The 2.2 percent pay raise is part of a new two-year salary agreement approved Tuesday by the North Platte school board.
This year, the starting base pay was $33,700.
Teachers will receive a modest 1-percent raise in the following year under the new agreement. In 2015-16, the first year base salary will increase 1 percent, or $500.
On the other end of the scale, a veteran teacher with a master's degree plus 45 hours of advanced education receives $72,690 next year and $73,745 the year after.
Also, teachers can earn an additional $1,034 - $6,890 per year for overseeing extra-curricular activities such as detention, prom, music or athletics. That represents a 1-percent increase in the top end, for football and basketball head coaches, and a 1 percent decrease on the bottom end, for first-year assistant coaches and a first year director of the band or of the orchestra.

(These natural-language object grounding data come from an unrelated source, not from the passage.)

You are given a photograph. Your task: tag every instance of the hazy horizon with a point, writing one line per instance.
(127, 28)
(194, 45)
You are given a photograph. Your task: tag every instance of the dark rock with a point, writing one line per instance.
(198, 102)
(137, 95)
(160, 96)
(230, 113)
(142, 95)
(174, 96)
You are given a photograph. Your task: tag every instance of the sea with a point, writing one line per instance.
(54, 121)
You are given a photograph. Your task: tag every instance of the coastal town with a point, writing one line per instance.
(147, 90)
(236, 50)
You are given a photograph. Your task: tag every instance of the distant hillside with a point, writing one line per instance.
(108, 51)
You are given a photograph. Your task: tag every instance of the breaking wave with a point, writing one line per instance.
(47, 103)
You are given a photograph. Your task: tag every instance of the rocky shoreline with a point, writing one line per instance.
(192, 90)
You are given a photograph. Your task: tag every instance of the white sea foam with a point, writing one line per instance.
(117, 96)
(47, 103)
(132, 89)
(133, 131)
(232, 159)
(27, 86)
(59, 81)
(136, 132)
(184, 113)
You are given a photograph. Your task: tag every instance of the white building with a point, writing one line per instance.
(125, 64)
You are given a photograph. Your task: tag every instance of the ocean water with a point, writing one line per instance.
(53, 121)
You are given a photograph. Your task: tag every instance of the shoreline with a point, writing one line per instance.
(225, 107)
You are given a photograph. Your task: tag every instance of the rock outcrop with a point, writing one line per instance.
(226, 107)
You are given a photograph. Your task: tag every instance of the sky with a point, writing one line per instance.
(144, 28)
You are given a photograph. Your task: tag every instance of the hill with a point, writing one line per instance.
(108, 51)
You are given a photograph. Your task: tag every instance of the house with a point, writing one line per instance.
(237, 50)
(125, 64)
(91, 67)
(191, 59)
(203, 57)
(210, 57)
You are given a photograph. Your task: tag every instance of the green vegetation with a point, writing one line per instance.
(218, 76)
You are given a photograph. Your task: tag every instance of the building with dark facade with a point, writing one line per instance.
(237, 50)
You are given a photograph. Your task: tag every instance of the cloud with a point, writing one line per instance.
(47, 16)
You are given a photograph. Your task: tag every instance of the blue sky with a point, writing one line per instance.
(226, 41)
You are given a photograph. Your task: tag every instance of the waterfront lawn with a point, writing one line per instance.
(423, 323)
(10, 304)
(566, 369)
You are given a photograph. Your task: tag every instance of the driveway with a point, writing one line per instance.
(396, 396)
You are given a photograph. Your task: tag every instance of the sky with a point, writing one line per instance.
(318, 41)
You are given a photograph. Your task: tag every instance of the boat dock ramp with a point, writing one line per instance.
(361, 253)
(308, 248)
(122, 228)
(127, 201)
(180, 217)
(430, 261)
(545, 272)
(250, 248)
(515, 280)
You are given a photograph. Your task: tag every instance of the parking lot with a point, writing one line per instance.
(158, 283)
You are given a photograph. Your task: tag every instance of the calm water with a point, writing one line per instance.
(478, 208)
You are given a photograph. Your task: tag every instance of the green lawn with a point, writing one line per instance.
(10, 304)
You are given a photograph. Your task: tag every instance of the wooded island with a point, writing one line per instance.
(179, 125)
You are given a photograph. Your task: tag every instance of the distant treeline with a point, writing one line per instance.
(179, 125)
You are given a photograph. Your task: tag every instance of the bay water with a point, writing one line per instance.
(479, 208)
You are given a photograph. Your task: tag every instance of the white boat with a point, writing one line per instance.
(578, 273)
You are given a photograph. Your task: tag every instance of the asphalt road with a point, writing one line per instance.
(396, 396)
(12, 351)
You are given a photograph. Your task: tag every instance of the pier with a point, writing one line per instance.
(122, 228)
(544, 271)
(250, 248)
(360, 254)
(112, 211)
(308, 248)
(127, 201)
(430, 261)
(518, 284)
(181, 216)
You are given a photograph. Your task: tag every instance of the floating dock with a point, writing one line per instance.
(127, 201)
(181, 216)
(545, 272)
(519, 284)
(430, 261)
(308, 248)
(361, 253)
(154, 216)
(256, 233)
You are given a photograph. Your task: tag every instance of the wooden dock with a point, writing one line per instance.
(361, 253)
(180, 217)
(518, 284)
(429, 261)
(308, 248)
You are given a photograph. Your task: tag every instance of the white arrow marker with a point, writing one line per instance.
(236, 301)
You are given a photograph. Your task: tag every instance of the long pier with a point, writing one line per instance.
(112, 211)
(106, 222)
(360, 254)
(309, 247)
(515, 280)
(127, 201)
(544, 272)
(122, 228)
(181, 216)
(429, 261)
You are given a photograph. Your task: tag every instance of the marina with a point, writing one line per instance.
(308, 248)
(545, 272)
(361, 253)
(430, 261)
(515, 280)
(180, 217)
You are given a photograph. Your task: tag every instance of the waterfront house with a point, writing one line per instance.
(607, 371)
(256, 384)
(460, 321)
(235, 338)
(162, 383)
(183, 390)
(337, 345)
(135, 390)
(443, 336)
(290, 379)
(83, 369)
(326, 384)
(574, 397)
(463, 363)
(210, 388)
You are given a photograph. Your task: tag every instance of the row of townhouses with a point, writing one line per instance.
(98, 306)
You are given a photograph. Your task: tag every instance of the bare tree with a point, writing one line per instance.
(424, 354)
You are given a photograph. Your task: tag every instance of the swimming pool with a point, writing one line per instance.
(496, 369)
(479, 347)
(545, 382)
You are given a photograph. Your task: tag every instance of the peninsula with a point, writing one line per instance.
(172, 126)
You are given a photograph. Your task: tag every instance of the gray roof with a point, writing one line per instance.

For the first time, the negotiated agreement also includes a provision for grandparents. Employees can use two days of sick time and request up to five days of personal leave during the birth or adoption of a grandchild.

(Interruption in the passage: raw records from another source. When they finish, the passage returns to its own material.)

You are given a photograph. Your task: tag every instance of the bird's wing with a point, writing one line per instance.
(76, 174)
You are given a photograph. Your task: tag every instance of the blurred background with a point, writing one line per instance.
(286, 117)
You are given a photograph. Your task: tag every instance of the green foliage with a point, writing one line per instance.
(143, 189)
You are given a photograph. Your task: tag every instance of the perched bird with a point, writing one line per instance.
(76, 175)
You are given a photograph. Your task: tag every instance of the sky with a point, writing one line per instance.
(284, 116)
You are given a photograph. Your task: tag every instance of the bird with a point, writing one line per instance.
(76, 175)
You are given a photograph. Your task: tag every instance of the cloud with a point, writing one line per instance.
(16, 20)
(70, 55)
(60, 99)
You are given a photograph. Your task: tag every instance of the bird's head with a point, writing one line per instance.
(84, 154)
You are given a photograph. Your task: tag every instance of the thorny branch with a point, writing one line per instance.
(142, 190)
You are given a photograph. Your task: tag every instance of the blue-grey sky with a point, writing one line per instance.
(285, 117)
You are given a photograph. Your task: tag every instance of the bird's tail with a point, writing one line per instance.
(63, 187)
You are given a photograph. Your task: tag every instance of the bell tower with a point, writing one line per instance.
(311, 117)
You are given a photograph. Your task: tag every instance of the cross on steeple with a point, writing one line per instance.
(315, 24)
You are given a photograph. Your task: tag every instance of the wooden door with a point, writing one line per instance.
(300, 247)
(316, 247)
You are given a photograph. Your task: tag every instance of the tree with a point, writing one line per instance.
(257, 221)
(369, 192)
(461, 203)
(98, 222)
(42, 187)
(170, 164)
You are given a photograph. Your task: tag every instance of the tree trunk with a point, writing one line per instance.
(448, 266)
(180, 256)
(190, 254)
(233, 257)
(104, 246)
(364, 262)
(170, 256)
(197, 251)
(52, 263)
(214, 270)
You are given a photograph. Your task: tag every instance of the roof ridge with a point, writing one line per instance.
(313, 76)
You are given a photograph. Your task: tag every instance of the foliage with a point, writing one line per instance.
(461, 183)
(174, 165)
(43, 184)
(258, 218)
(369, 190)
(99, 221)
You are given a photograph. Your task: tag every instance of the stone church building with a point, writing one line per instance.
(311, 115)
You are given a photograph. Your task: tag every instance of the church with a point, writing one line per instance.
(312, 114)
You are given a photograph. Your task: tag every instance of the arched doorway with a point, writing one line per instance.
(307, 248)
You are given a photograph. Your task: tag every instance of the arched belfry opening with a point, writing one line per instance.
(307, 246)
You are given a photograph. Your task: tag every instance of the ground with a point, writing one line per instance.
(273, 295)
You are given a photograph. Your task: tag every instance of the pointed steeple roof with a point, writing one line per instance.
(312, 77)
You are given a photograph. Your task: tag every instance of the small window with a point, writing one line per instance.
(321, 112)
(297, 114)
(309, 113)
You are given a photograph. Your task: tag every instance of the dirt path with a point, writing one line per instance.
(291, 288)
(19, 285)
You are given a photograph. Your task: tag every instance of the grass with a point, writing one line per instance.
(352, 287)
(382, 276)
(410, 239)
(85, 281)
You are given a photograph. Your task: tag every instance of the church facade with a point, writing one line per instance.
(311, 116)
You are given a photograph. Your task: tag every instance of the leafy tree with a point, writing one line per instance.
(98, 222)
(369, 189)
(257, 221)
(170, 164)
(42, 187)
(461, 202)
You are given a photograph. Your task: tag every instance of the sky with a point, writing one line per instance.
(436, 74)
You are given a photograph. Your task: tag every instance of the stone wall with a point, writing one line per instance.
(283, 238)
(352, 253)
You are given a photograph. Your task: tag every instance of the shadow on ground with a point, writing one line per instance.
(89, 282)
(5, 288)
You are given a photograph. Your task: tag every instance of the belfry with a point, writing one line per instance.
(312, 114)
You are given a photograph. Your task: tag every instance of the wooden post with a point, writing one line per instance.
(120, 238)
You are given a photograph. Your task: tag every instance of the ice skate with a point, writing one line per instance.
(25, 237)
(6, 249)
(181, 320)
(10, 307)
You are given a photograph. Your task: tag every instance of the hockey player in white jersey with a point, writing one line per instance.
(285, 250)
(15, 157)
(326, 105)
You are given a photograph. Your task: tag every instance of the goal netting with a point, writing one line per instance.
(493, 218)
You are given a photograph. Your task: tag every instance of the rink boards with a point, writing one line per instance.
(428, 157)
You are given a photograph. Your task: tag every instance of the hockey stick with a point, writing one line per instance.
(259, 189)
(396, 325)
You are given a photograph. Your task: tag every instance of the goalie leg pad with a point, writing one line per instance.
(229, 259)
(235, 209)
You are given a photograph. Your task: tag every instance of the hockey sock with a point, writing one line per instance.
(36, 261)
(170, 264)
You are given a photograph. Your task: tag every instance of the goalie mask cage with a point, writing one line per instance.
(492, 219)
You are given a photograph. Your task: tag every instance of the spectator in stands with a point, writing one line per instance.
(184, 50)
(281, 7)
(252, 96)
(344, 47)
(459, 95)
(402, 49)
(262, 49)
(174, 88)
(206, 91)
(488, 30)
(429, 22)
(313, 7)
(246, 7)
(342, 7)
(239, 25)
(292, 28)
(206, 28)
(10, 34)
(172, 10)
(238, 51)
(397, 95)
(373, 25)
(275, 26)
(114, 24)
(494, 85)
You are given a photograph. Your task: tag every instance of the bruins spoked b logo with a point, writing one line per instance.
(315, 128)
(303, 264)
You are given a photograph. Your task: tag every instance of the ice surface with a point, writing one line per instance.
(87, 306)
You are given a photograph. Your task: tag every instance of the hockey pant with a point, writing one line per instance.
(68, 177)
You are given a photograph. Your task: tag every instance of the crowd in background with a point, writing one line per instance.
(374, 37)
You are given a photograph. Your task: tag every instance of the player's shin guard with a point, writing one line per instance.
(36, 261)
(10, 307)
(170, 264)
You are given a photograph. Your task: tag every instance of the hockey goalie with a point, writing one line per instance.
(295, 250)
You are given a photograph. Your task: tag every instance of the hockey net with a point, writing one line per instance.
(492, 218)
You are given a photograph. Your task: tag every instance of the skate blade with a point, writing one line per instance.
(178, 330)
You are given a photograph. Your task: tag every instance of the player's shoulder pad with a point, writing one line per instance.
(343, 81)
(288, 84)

Also for the first time, employees will receive an extra 12.5 percent of their salary if they teach one more class beyond the normal load in their school building. Teachers will also get mileage reimbursement if they are required to use their car for school activities, not including trips to and from work.
On top of wages, full-time teachers also receive a flat $600 stipend per year -- an adjustment that began a year ago due to changes in health insurance.
And they receive sick pay, personal leave pay, time off for holidays and summers, money for health insurance and a nice retirement account.
Those benefits are not changed. They are:
10 days of paid leave per year for injury or illness.
3 days of personal leave a year.
A single health insurance policy with a $500 deductible.
or, 95% of the insurance cost in cash if the teacher does not want to enroll in the health insurance program.
And, 18.5 percent of their salary goes toward their retirement. Teachers pay nearly 10 percent of their salary into their retirement account, and the school district nearly matches it (8.778 percent.)
Required: Personal finance course
In other business, the board approved a new high school graduation requirement of five credit hours in personal finance. The credit hours required in social studies was lowered from 40 to 35 hours.
Also, the board accepted the following resignations, effective at the end of the school year: Trisha Hasty, Renae Sexson, Arliss Hraban, Coleen Clark and Weston Andre-Henn.